Wednesday, November 25, 2009

"New" recipes

I've been baking again. This time I'm not really creating, but altering some well-loved recipes so that I can eat them.

With the Thanksgiving and Christmas season come many memories of tastes I love. As the years go by, I'm sure that I'll have the chance to recreate many of the things I miss. For now I've tackled peppernuts and dill bread.

My cousin Patrick, who was also recently diagnosed with celiac, called me about a month ago wondering about how to go about making peppernuts. Which flours should be used, etc... Peppernuts were not something that I had thought about yet, but when there is more than just me involved, I have more of a reason to start playing. Sometimes it seems like a waste to bake, since it is just me that will eat it although it is something I love to do, it hasn't been a priority lately. Honestly, I'm thankful that Patrick has joined my "team" (and yes, I realize that is very selfish!)...I realize that it is probably a burden for him and for Abbe, but for me it means that there is someone I can call and talk to; someone I can brainstorm with and exchange thoughts and suggestions with; someone that misses the same things I do... It's actually very comforting for me.

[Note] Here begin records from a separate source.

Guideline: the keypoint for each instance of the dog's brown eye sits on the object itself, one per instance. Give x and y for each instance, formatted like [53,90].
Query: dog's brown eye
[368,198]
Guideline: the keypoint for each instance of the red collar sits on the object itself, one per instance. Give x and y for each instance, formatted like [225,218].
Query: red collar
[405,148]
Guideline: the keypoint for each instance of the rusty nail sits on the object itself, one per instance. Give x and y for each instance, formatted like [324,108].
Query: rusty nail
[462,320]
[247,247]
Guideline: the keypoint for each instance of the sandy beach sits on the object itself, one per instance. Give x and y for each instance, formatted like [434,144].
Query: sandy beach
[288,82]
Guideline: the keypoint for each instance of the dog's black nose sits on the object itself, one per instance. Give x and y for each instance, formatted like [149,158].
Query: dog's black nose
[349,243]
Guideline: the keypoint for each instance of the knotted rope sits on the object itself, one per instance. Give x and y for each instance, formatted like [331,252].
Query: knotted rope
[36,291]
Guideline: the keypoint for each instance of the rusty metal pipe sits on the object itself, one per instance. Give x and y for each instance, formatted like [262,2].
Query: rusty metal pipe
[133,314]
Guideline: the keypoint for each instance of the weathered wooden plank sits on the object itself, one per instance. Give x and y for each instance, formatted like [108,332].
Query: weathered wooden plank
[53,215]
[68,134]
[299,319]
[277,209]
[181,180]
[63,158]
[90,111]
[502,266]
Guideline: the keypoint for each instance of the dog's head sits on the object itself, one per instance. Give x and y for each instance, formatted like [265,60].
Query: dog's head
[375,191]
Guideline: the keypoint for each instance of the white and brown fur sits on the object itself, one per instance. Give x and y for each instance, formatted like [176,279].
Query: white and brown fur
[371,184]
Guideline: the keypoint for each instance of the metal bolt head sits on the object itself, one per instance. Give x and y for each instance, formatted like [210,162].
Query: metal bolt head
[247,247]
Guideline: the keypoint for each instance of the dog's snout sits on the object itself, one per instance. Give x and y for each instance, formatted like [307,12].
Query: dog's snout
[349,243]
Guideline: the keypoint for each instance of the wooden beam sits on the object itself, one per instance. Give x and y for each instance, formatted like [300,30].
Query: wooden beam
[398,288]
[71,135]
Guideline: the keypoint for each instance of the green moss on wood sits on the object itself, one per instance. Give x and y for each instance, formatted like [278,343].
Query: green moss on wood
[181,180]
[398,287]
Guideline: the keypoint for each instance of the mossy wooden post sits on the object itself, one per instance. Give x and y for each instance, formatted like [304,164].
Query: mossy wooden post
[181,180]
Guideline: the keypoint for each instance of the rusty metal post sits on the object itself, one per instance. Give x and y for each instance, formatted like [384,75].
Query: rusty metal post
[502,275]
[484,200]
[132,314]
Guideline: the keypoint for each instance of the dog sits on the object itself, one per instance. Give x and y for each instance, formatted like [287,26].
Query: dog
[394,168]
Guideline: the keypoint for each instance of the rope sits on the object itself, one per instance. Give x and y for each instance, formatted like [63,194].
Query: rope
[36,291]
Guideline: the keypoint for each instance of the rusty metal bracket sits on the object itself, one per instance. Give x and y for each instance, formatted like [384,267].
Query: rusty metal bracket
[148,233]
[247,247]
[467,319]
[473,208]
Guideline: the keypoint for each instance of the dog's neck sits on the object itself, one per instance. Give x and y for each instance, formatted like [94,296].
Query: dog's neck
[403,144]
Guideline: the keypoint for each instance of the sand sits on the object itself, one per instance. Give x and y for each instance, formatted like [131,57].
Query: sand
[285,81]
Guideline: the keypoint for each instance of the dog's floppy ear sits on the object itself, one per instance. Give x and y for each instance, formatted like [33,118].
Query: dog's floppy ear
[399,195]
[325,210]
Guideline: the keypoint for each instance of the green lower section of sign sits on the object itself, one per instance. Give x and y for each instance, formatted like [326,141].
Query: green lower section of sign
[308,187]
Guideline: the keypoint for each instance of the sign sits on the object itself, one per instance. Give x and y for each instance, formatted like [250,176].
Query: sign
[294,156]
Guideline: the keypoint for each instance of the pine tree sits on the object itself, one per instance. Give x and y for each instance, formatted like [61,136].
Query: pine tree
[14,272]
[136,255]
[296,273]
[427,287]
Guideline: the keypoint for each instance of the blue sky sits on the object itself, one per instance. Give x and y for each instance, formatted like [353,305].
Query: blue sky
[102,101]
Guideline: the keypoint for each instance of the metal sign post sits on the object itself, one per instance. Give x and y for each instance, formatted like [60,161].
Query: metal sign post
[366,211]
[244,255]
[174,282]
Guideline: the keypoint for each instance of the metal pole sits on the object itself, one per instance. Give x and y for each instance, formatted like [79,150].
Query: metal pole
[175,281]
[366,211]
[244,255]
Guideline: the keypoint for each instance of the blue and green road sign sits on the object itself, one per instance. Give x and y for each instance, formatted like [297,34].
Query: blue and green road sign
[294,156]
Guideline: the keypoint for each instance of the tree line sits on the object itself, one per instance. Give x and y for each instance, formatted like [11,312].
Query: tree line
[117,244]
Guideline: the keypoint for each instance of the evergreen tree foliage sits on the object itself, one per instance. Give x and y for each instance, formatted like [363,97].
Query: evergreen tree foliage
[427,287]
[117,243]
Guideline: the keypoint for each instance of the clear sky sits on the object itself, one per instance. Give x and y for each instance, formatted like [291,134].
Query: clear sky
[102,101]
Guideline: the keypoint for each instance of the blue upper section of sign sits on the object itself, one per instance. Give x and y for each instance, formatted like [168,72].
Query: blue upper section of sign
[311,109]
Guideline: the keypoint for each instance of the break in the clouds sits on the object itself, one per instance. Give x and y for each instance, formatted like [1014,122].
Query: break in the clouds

When he first called I made some suggestions on where to start for flour mixes. He called his Grandma Schmidt and got the anise Recipe he grew up with, while I focused on the Buller family recipe. One of the people I've met up with on this journey and befriended is Julie from the website Mennonite Girls Can Cook. A fellow celiac, she shares her Mennonite recipes that have been altered to be gluten free. We've been teaming up to figure out a better version of zwiebach, but that has taken a backseat at this point. I figured that I should send an email off to Julie and see whether she had done anything with peppernuts before I tried reinventing the wheel. She hadn't, but was happy to help me as I tried to figure out what would work. She quickly came up with a recipe that would work, and sent it back to me. What followed was a wonderful experience! :) I tried making peppernuts with the flour mix that she suggested. As I mixed them up, I tasted between each addition to see how the dough changed. After the last addition I tasted again, and promptly threw the dough in the trash. While that sounds awful...the truth is that I've finally figured out what tastes so bad to me in gluten free baking and that makes me want to jump up and down and clap my hands. I've been baking for a year now, and I had never been able to determine what it was, but now I KNOW!!!! My mouth and stomach can not stand bean flours. I can not even describe what the taste does to me. I didn't want to completely abandon the idea though, so I tried to figure out what else I could use. What follows is my take on the original Buller recipe (with many thanks to Julie for her help! Her take on the recipe is on the MGCC website!). ***Disclaimer: I'm still fiddling with this recipe. When I baked them out, they became very flat, not the rounded ones I grew up with. The taste (which is most important!) is there though! :)

Gluten Free Peppernuts
1 1/2 cups brown sugar
1/2 cup butter, creamed
1 egg
2 rounded tsp. sour cream or plain yogurt

1 cup sweet white sorghum flour
1/ cup teff flour
1/2 cup potato starch
1 rounded tsp. xanthan gum
1/2 tsp. baking soda
1/2 tsp. cinnamon
1 tsp. baking powder
1/4 tsp. ginger
1/8 tsp. cloves
1/4 tsp. nutmeg
1/4 tsp. salt
1/2 cup chopped nuts

Bake at 350 degrees for 15 minutes.

Today I'm preparing for our annual family Thanksgiving celebration. With such a large family, it isn't fair to expect one person to do all the cooking, so for as long as I can remember, each family has contributed to the feast. As the cousins have grown up we've also started being responsible for different aspects of the meal. Since I've always loved baking I started volunteering to bring the bread for the day when Grandma B was no longer able to. Even with my celiac diagnosis I've continued to make the breads. Today I made 2 loaves of white bread and one loaf of gluten free bread. Last year I brought only "regular" breads, figuring that I wouldn't miss it with so much other food on the table. I wish that had been the case. This year I'm bringing bread so that I don't feel like I'm missing out on something.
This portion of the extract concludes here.